Penarikan suatu bahan biasanya menyebabkan terjadi perubahan bentuk
dimana penipisan pada tebal dan pemanjangan. Kekuatan tarik (tensile strength)
suatu bahan ditetapkan dengan membagi gaya maksimum dengan luas penampang
mula-mula, dimensinya sama dengan tegangan. Pada peregangan suatu bahan
polimer, pemanjangan tidak selalu berbanding lurus dengan beban yang diberikan,
dan kembali pada penurunan beban, sehingga regangannya hilang karena bahan
polimer bukan merupakan bahan sepenuhnya elastis tetapi ada sifat viskositasnya
(Basri dkk., 2012).
2. Analisis Sifat Perpanjangan Saat Putus (Elongation at Break)

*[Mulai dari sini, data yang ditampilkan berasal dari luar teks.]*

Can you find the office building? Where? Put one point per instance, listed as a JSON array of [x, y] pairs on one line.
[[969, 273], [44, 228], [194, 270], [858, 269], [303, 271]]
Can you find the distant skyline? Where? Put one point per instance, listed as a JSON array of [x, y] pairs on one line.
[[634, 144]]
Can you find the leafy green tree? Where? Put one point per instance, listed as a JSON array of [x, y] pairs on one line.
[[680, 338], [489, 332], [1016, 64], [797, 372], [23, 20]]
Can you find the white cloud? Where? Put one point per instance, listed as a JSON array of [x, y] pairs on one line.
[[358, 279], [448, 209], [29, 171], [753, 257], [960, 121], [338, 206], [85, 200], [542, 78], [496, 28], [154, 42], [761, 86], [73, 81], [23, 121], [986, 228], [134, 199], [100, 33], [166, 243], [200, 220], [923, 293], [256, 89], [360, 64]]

Elongasi adalah peningkatan panjang material saat diuji dengan beban
tarik dan dinyatakan dalam satuan panjang, biasanya inci atau milimeter. Persen
elongasi adalah pemanjangan benda uji yang dinyatakan sebagai persen dari
panjangnya (Basri dkk., 2012).
3. Analisis Fourier Transform InfraRed (FTIR)
FTIR merupakan metode yang menggunakan spektroskopi inframerah.
Pada spektroskopi inframerah, radiasi inframerah dilewatkan pada sampel.
Sebagian radiasi inframerah diserap oleh sampel dan sebagian lagi dilewatkan
atau ditransmisikan. Hasil dari spektrum merupakan besarnya absorbsi molekul
dan transmisi yang membentuk sidik jari molekul dari suatu sampel. Seperti sidik
jari pada umumnya, struktur sidik jari dari spektrum inframerah yang dihasilkan
tidak ada yang sama. Inilah yang membuat spektroskopi inframerah berguna
untuk beberapa jenis analisis. Manfaat informasi/data yang dapat diketahui dari
FTIR untuk dianalisis adalah identifikasi material yang tidak diketahui,
menentukan kualitas sampel, dan menentukan banyaknya komponen dalam suatu
campuran (Marbun, 2012).
4. Analisis Penyerapan Air (Water Uptake)
Water uptake dalam bioplastik merupakan kemampuan bioplastik dalam
menyerap air dalam waktu tertentu. Water uptake pada bioplastik merupakan
salah satu masalah terutama dalam penggunaan bioplastik diluar ruangan. Semua
polimer akan menyerap air jika berada di udara lembab atau ketika polimer
tersebut dicelupkan di dalam air. Water uptake pada bioplastik memiliki beberapa
pengaruh dalam properties dan kemampuannya dalam jangka waktu yang lama
juga penurunan secara perlahan dari ikatan interface bioplastik serta menurunkan
sifat mekanikal bioplastik seperti kekuatan tariknya. Karena itu, pengaruh dari
water uptake sangat vital untuk penggunaan bioplastik dari serat alami
dilingkungan terbuka.
5. Analisis Biodegradabilitas
Pengujian ini dilakukan untuk mengetahui biodegradabilitas dari bioplastik
yang dihasilkan. Pengujian ini berguna untuk mengetahui laju degradasi sampel
dengan berbagai variasi sehingga waktu yang dibutuhkan sampel tersebut untuk
diuraikan oleh mikroorganisme dalam tanah dapat diprediksi.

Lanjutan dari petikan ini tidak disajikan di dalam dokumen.